Los afiliados del Partido Popular acudieron el pasado jueves a sus sedes para votar al futuro líder del partido, un hecho que no se había producido con anterioridad. Hasta ahora, era costumbre de la casa que el presidente que abandonaba el partido señalara con el dedo, o con un cuaderno azul, a su delfín. Desde ayer, el PP ha entrado plenamente en el Siglo XXI, deshaciéndose de viejas costumbres de tintes poco democráticos.

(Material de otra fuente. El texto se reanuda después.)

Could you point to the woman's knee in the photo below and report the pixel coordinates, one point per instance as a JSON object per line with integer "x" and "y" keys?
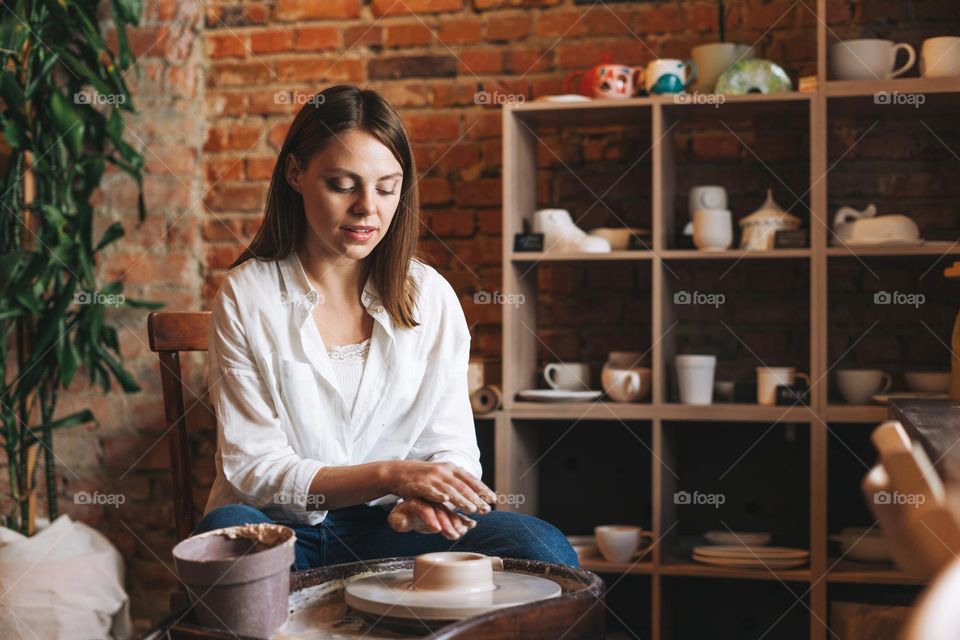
{"x": 231, "y": 515}
{"x": 527, "y": 537}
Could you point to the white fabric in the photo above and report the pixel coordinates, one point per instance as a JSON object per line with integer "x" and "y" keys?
{"x": 280, "y": 415}
{"x": 66, "y": 581}
{"x": 347, "y": 361}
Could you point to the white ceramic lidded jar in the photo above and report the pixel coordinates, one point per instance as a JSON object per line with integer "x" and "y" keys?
{"x": 760, "y": 227}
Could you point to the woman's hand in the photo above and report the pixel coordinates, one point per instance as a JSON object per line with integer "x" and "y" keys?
{"x": 441, "y": 482}
{"x": 421, "y": 516}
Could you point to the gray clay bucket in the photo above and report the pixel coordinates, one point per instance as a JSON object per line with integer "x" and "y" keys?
{"x": 241, "y": 584}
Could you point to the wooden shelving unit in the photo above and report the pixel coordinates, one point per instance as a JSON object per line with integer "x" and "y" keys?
{"x": 520, "y": 425}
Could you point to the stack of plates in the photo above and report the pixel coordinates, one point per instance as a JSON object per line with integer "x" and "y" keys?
{"x": 746, "y": 557}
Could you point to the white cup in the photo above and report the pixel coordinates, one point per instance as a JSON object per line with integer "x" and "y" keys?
{"x": 695, "y": 378}
{"x": 625, "y": 385}
{"x": 474, "y": 375}
{"x": 618, "y": 542}
{"x": 869, "y": 59}
{"x": 940, "y": 57}
{"x": 567, "y": 376}
{"x": 858, "y": 386}
{"x": 706, "y": 196}
{"x": 713, "y": 59}
{"x": 712, "y": 229}
{"x": 769, "y": 378}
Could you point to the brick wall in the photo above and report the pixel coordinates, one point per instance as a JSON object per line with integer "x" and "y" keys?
{"x": 211, "y": 125}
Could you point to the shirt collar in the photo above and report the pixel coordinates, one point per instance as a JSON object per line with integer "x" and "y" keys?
{"x": 296, "y": 288}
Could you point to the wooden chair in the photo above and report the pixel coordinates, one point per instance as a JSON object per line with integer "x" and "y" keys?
{"x": 171, "y": 332}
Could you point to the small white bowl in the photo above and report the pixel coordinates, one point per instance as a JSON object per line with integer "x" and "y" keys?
{"x": 619, "y": 237}
{"x": 929, "y": 381}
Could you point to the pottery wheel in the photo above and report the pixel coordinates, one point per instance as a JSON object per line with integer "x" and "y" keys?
{"x": 392, "y": 595}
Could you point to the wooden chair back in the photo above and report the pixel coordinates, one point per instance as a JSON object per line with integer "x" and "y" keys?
{"x": 170, "y": 333}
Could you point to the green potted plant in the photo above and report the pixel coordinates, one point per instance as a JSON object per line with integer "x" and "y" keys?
{"x": 64, "y": 99}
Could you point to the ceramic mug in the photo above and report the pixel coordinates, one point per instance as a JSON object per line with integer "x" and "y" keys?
{"x": 625, "y": 385}
{"x": 474, "y": 375}
{"x": 695, "y": 378}
{"x": 567, "y": 376}
{"x": 669, "y": 75}
{"x": 858, "y": 386}
{"x": 712, "y": 229}
{"x": 618, "y": 542}
{"x": 712, "y": 60}
{"x": 869, "y": 59}
{"x": 605, "y": 81}
{"x": 706, "y": 196}
{"x": 769, "y": 378}
{"x": 940, "y": 57}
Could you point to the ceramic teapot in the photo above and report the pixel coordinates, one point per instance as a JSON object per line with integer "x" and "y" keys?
{"x": 760, "y": 227}
{"x": 853, "y": 227}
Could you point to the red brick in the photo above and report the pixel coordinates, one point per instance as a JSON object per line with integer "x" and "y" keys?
{"x": 393, "y": 7}
{"x": 316, "y": 38}
{"x": 290, "y": 10}
{"x": 409, "y": 34}
{"x": 434, "y": 190}
{"x": 465, "y": 31}
{"x": 432, "y": 126}
{"x": 225, "y": 45}
{"x": 508, "y": 27}
{"x": 313, "y": 70}
{"x": 260, "y": 168}
{"x": 221, "y": 256}
{"x": 236, "y": 197}
{"x": 481, "y": 60}
{"x": 271, "y": 41}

Ha sido necesario que el presidente del Gobierno y líder del partido fuera desalojado de la Moncloa mediante una moción de censura para que el proceso de primarias se implementara en el partido. Pero no hay mal que por bien no venga. Al menos los populares podrán ahora presumir de la transparencia y democracia de su proceso de elección interno y demostrar que han escuchado la voz de los ciudadanos que pedía un lavado de cara y puesta al día del partido.
Tras el insoportable torrente de casos de corrupción que han derribado al Gobierno del PP en Madrid, las primarias son un buen punto de partida para hacer borrón y cuenta nueva. Ahora le toca al que gane la segunda vuelta, ya bien sea Soraya Sáenz de Santamaría o Pablo Casado, cristalizar este cambio de rumbo y demostrar que la regeneración del PP no solo es postureo y que se lo han tomado en serio. Para empezar, convocar a todos los afiliados del partido a la elección del próximo presidente parece un buen inicio. Esperemos que no sea flor de un día.